Hypothermia in dogs can also be a life-threatening condition, so look for the following symptoms if your dog is already suffering from frostbite and cold exposure: 

  • Shivering
  • Lethargy or weakness
  • Pale skin 
  • Shallow breathing 
  • Muscle stiffness or stumbling

If your dog is showing any of these symptoms, keep a close eye and contact a veterinarian immediately as they will need emergency care.

Frostbite recovery in dogs is normally straightforward, and pups with milder cases should regain blood flow to the affected area after they warm up. If your dog's tissues do not look like they're returning to normal, they may need more advanced treatment or emergency care to recover. 


Protecting your furry friend from frostbite is an essential part of winter care for dogs. Knowing the signs and symptoms, plus appropriate cold weather care like booties, warm clothes, and limited outdoor time minimizes risk.

Keep your furry friends safe this winter and stay warm! 

If you have any concerns about your pup this season, book a visit today for evaluation and care tips from a qualified veterinarian.

Hassle-free In-Home Pet Sick Visits

When your pet isn't feeling well, the last thing you want is a stressful trip to the vet. Our in-home sick pet visits offer a calm, stress-free alternative.

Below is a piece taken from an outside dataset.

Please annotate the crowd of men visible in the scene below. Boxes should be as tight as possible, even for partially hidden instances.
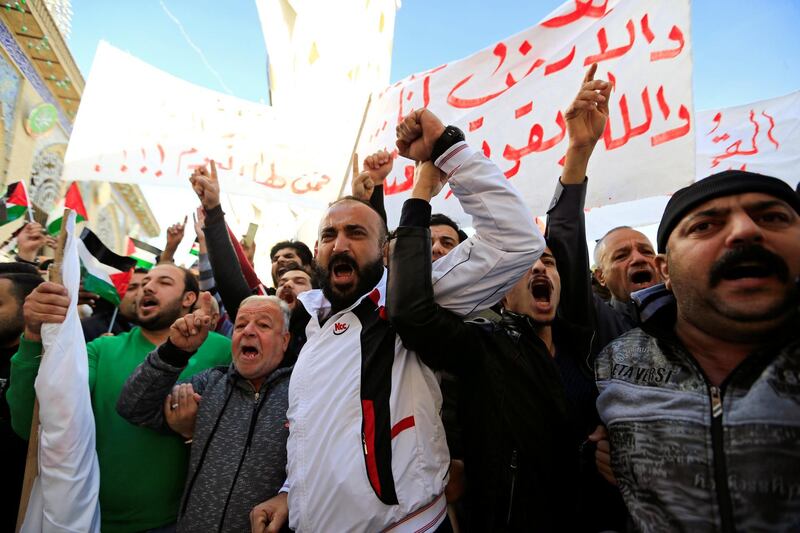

Frequently Asked Questions

How can I tell if my dog has frostbite? 

Dogs with frostbite will typically have cold, firm, pale to gray skin that progresses to red, swollen skin. Frostbite occurs in extremities, so check paws, ears, tails, and noses for any signs. 

What should I do if I suspect my dog has frostbite? 

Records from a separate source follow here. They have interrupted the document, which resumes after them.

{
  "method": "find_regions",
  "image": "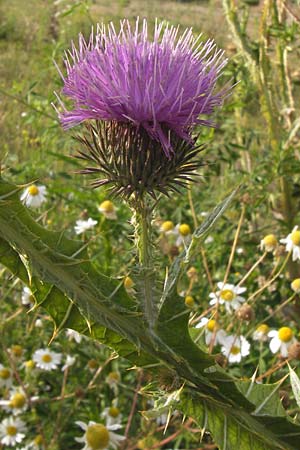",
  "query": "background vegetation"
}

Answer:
[0,0,300,450]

If you think your dog has frostbite, immediately move them to a warm location and try to warm the affected areas as soon as possible. Make sure that your dog is stable and not exhibiting signs of hypothermia, and contact a veterinarian immediately to make sure your pup is okay.

How can I prevent frostbite in my dog during winter? 

Prevent frostbite in dogs by keeping their extremities warm and protected with well fitted booties, hats, and cold weather wear. Make sure to limit outdoor time in winter, especially if it's snowy or extra chilly.

Are certain dog breeds more susceptible to frostbite? 

Short-hair dogs are more susceptible to frostbite because they have less protection from cold. You should also take extra precaution with older dogs and small-breed dogs, who have less ability to regulate their temperature well.

Can frostbite have long-term effects on my dog? 

Frostbite can cause lasting damage in dogs, especially if untreated. Dogs can suffer from loss of sensation or even require surgery to remove affected tissue, so it's very important to prevent frostbite altogether to keep your pup safe!